Surface research manager, Smith & Nephew Richards, Inc., Memphis, TN
Pages: 12 Published: Jan 1993
Using potentiodynamic polarization and electrochemical impedance techniques, the electrochemical behavior of carbon-fiber/polyetheretherketone (C/PEEK) composite material was studied primarily in lactated Ringer's solution with and without a stable, fast reacting redox couple (0.01M K4[Fe(CN)6] + 0.01M K3[Fe(CN)6]), at 37°C. For comparison, the spontaneous passivation of stainless steel 316L, Co-Cr-Mo alloy, and Ti-6Al-4V was also investigated in these electrolytes.

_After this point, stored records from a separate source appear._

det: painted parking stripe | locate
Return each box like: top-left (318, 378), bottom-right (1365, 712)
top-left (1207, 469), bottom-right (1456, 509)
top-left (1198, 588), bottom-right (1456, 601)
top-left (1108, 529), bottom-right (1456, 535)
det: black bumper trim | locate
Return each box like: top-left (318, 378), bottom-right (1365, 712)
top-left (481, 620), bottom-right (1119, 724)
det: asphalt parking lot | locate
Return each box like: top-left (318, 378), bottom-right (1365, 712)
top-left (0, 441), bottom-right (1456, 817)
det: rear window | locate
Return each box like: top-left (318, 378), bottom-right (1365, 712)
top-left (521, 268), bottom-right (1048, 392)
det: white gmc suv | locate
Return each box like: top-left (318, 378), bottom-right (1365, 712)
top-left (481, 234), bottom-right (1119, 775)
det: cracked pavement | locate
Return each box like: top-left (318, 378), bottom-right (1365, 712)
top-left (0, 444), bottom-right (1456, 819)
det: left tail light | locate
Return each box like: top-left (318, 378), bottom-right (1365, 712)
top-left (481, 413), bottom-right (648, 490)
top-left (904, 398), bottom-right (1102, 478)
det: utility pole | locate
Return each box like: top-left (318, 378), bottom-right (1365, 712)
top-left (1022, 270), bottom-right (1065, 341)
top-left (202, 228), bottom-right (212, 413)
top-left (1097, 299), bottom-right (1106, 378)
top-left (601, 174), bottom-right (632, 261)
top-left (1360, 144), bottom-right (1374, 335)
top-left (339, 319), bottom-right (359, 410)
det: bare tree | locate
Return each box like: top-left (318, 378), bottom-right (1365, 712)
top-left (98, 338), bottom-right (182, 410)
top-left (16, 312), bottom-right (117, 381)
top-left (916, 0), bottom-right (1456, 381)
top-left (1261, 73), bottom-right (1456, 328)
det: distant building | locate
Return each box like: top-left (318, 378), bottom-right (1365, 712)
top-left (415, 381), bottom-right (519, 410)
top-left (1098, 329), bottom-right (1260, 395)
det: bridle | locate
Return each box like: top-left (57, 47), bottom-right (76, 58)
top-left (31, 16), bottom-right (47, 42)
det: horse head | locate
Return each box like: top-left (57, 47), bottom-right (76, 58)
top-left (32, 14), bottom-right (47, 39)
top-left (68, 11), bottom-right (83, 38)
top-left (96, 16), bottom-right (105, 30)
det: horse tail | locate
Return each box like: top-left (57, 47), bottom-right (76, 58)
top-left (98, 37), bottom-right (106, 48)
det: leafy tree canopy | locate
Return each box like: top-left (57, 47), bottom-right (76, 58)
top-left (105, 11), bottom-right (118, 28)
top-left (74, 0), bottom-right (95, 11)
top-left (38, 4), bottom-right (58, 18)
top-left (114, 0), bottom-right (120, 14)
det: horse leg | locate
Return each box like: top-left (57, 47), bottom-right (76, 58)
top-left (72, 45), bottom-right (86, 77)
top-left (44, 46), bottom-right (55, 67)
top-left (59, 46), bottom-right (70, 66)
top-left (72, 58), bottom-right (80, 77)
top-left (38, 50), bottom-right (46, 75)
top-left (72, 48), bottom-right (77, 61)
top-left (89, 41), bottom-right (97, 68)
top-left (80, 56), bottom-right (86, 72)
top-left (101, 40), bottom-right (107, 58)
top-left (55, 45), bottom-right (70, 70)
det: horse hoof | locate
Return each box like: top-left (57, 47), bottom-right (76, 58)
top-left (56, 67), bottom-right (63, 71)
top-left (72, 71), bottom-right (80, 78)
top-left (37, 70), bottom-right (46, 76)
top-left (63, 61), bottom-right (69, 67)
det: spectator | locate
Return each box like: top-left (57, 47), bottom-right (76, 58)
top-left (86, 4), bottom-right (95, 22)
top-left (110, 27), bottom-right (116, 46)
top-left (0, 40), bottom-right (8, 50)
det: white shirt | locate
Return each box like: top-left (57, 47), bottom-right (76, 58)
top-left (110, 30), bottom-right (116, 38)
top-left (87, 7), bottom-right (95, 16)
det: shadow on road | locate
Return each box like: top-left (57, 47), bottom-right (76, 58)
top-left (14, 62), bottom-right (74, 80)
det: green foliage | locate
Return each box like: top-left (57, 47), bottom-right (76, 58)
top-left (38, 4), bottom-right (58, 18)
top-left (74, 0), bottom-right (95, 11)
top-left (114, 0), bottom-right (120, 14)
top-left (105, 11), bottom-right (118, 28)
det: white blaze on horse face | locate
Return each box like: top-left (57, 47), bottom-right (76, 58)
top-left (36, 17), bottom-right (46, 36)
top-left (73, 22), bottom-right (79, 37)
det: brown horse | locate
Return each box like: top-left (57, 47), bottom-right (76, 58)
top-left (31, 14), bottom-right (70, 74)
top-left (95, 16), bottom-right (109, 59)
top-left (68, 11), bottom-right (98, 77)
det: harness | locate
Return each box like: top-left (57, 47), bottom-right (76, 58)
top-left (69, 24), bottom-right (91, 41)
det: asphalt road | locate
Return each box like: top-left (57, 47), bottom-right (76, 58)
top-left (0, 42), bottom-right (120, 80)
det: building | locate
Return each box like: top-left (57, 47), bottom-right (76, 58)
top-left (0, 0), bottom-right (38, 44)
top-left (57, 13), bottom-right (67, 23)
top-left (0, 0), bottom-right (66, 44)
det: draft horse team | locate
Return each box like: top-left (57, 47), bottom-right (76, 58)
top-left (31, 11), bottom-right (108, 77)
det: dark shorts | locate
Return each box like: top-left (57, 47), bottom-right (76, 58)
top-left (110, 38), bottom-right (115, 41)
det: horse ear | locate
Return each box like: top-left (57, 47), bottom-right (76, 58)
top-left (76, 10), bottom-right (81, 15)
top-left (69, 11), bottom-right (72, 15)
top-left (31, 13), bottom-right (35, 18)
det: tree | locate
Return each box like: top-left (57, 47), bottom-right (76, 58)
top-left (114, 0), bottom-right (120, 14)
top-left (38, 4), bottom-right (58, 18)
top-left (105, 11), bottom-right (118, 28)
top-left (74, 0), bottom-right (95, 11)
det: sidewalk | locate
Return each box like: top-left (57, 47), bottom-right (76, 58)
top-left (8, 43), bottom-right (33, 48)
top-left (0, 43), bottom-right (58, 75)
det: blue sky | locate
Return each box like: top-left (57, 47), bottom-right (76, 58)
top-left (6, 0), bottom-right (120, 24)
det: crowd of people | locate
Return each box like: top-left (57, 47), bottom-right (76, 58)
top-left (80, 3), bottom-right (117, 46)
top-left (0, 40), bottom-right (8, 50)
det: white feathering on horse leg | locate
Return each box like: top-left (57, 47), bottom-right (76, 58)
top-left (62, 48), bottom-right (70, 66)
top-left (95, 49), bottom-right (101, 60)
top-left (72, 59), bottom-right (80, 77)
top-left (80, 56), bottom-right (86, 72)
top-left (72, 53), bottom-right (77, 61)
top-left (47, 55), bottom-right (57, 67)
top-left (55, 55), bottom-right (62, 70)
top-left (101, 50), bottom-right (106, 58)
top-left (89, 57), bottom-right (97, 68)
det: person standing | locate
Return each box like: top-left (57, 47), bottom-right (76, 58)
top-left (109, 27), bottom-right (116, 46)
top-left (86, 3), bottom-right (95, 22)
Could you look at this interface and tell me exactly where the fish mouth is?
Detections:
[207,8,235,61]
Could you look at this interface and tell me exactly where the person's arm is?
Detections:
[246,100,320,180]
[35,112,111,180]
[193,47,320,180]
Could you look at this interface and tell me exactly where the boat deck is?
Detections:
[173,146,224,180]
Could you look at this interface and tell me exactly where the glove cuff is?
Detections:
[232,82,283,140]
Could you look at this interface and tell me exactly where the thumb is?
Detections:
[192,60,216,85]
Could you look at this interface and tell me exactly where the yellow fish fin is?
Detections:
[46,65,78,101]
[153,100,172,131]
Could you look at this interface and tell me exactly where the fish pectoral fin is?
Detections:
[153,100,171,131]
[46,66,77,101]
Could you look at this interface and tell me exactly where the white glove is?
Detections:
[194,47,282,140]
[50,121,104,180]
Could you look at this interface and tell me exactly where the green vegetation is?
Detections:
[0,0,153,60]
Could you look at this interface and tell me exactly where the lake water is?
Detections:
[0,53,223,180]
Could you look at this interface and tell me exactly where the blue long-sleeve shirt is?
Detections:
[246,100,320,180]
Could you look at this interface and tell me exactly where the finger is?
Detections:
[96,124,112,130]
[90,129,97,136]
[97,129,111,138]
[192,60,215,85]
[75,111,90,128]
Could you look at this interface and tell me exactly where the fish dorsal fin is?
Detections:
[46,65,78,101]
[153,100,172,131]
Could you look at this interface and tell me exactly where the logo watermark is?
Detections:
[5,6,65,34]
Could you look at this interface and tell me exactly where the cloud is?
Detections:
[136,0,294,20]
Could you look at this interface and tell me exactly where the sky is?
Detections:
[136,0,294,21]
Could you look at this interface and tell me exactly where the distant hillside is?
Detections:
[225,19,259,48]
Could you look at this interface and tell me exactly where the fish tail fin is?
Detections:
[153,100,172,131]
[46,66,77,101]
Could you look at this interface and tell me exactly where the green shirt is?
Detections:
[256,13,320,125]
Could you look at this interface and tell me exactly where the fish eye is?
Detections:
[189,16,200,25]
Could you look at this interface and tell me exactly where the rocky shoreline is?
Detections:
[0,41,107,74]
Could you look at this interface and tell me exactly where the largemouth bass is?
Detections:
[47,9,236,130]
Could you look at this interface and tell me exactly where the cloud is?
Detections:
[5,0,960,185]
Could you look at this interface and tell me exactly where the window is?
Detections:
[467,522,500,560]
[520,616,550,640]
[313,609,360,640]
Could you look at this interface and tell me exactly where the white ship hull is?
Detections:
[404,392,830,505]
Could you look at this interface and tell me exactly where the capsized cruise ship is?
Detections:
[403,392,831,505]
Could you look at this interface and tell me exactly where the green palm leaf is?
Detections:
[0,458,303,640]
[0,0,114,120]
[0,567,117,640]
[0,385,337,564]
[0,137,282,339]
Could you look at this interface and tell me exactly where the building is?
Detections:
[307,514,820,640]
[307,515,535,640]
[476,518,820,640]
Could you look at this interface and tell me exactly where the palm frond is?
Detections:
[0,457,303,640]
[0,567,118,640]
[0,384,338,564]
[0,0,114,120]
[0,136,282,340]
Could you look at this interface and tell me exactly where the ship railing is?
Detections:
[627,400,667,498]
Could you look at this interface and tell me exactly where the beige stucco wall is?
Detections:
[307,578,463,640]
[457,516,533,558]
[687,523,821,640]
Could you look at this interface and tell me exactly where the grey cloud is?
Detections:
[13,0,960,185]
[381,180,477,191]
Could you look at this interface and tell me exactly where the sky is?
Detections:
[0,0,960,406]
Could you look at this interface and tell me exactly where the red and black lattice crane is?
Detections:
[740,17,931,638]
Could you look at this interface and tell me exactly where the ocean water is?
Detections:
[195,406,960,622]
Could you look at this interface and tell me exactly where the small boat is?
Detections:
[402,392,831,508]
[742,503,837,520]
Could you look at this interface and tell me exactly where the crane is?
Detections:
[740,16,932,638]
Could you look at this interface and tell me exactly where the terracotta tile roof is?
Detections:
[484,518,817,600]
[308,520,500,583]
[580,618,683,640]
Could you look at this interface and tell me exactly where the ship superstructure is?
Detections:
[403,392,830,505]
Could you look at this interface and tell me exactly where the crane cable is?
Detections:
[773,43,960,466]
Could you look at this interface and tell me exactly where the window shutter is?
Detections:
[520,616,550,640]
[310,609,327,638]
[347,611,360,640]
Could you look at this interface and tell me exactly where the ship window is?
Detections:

It was found that the rate of total electrochemical interaction (corrosion + electron exchange) between a spontaneously passivated metal and the environment can be considerably smaller than the rate of simple electron exchange between the carbon-fiber composite and the environment. Considering the excellent biocompatibility of carbon, this finding seems to indicate the important role of protective passive films on metals, rather than the clinical significance of higher electron exchange rates in general. When the protective passive layer on the metals is damaged or removed mechanically, the undesirable effect of substantially increased corrosion rates can be observed, particularly in environments with low redox activity. While galvanic corrosion may also occur between the mechanically depassivated and the passive sites of implant metal surfaces, more considerable galvanic corrosion can be expected if the metal undergoing fretting wear is in contact with a carbon-fiber composite, depending on the anodic/cathodic surface area ratio and on the redox properties of the environment. Additionally, the repassivation of the damaged metal surface may not take place effectively. Being the most susceptible to localized corrosion, stainless steel 316L, even in the passivated condition, may show accelrated pitting corrosion if coupled with carbon-fiber composites.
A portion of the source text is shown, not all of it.